Deprecate and remove query builder delete with an argument, force users to use where clause

[madrussa]

Using the ->delete($id) method with an argument can be seriously dangerous. If your $id argument happens to evaluate to null you can wipe out an entire table and any foreign key constrained data. The safest pattern is obviously to use a where constraint but even having this undocumented feature is just asking for trouble. I've come across a bunch of its usage in a project I've got involved with and have had removed all instances.

With the nullsafe operator (https://wiki.php.net/rfc/nullsafe_operator) added in PHP 8, this seems like something that is likely to catch a lot of people out.

It would be good to remove this feature in future versions of Laravel and highlight how dangerous it is to currently use in the documentation.

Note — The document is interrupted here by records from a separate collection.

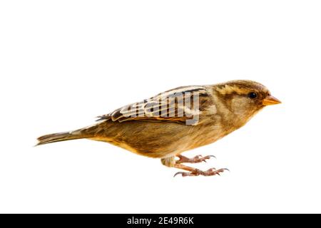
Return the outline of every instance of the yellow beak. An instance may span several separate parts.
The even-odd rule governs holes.
[[[277,105],[280,104],[282,102],[280,101],[278,99],[275,98],[272,95],[269,95],[265,98],[265,99],[263,100],[262,102],[263,105],[265,106],[268,105]]]

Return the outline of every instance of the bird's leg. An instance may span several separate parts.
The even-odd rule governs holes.
[[[200,176],[200,175],[205,176],[205,177],[215,176],[215,175],[220,176],[221,172],[223,172],[225,170],[228,171],[228,169],[216,170],[215,168],[211,168],[206,171],[202,171],[198,169],[193,168],[193,167],[188,167],[188,166],[186,166],[184,165],[181,165],[181,164],[175,164],[174,167],[178,169],[181,169],[181,170],[184,170],[190,172],[178,172],[174,175],[174,177],[176,177],[177,175],[181,175],[182,177],[196,177],[196,176]]]
[[[176,164],[181,164],[181,163],[200,163],[202,162],[206,162],[207,160],[210,159],[211,157],[216,158],[213,155],[208,155],[203,157],[202,155],[198,155],[195,156],[193,158],[188,158],[187,157],[178,155],[177,157],[180,159],[176,161]]]
[[[182,177],[195,177],[195,176],[215,176],[216,175],[220,175],[220,172],[223,172],[225,170],[228,170],[228,169],[220,169],[216,170],[215,168],[210,169],[207,171],[202,171],[198,169],[195,169],[189,166],[186,166],[182,164],[177,164],[175,157],[170,157],[168,158],[163,158],[161,160],[162,164],[170,167],[175,167],[178,169],[188,171],[187,172],[178,172],[174,177],[181,175]]]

It should be a simple delete() without any arguments.

[dennisprudlo]

Wouldn't User::delete(); delete all users as well?

[madrussa]

Yes, but the problem here is that the default behaviour is expansive, whilst using the argument it is constrained. If your variable is null you get the expansive behaviour by default which is bad by design. Especially for something so destructive.

If you call User::delete(), without a variable to constrain, you are intentionally calling for the expansive behaviour. This is fine, you may want to do this.

My argument is for when you use User::delete($id) and for some reason the code before sets $id = null which could be unintentional. Most things default to null in PHP land. If we look at the delete method on query builder:

framework/src/Illuminate/Database/Query/Builder.php

Lines 3120 to 3136 in 51e9106

	public function delete($id = null)
	{
	// If an ID is passed to the method, we will set the where clause to check the
	// ID to let developers to simply and quickly remove a single row from this
	// database without manually specifying the "where" clauses on the query.
	if (! is_null($id)) {
	$this->where($this->from.'.id', '=', $id);
	}
	$this->applyBeforeQueryCallbacks();
	return $this->connection->delete(
	$this->grammar->compileDelete($this), $this->cleanBindings(
	$this->grammar->prepareBindingsForDelete($this->bindings)
	)
	);
	}

We can see it defaults the argument to null and if is null, you get the expansive behaviour. This is where the problem lies.

It is possible using the spread operator to catch these opportunities where you are passing in a constraint that could be null:

function delete(...$args) {
    if (count($args) === 1) {
        if ($args[0] === null) {
            throw new \InvalidArgumentException('Constrained delete expects a non null value');
        }
        echo 'Append where' . PHP_EOL;
    }
    
    echo 'Perform delete' . PHP_EOL;
}

echo 'Delete unconstrained' . PHP_EOL;
delete();

echo 'Delete constrained' . PHP_EOL;
delete(1);

echo 'Delete constrained unintentional nullish' . PHP_EOL;
delete(null); // Fatal Error

However there would need to be more tests around falsy or types that you wouldn't expect to resolve to a primary key.

[dennisprudlo]

I don't know the way I see it the ->delete() method should execute a delete query on the database. So if you explicitly call ->delete() I expect a delete query on my database. If I don't want to execute a delete query when the $id is null I have to check that by myself.

if (isset($id)) {
    User::delete($id);
}

I mean usually you build your query and then call delete like so:

User::where('id', $id)->delete();

Then the query would get 0 results for an id with the value null (except you have nulls among your ids) and the delete methods will delete nothing. This issue only occurs when deleting without any additional constrains like User::delete($id), right? I'd rather have people to check before executing this instead of throwing an exception. Maybe a global setting in some of the service providers could do the trick like the preventLazyLoading function (https://laravel.com/docs/8.x/eloquent-relationships#preventing-lazy-loading).

If then someone wants to prevent deleting the whole table when null is passed a simple Builder::preventNullConstrainedDelete() – or whatever it should be called – is enough.

But you should create a pull request and reference this discussion.

[madrussa]

I agree and I always use where clauses myself / defensively program. But I've seen this issue and I've seen this accidentally delete entire database tables. I'm not saying to remove the delete, just its optional argument and to force people down the route of having to add a where clause which is constrained by default. This is then safe by design.

I am referring to query builder usage and not the model...

DB::table('users')->delete($id);

As you cannot pass an argument to the delete method of the model. You must use the destroy method instead which is written to be safe and constrained by default. As per the docs https://laravel.com/docs/8.x/eloquent#deleting-models

Reading the docs for Query builder delete, it doesn't make any mention of passing in variables... probably to protect users from this scenario. As it is "undocumented" and is dangerous, it really makes sense to deprecate and remove.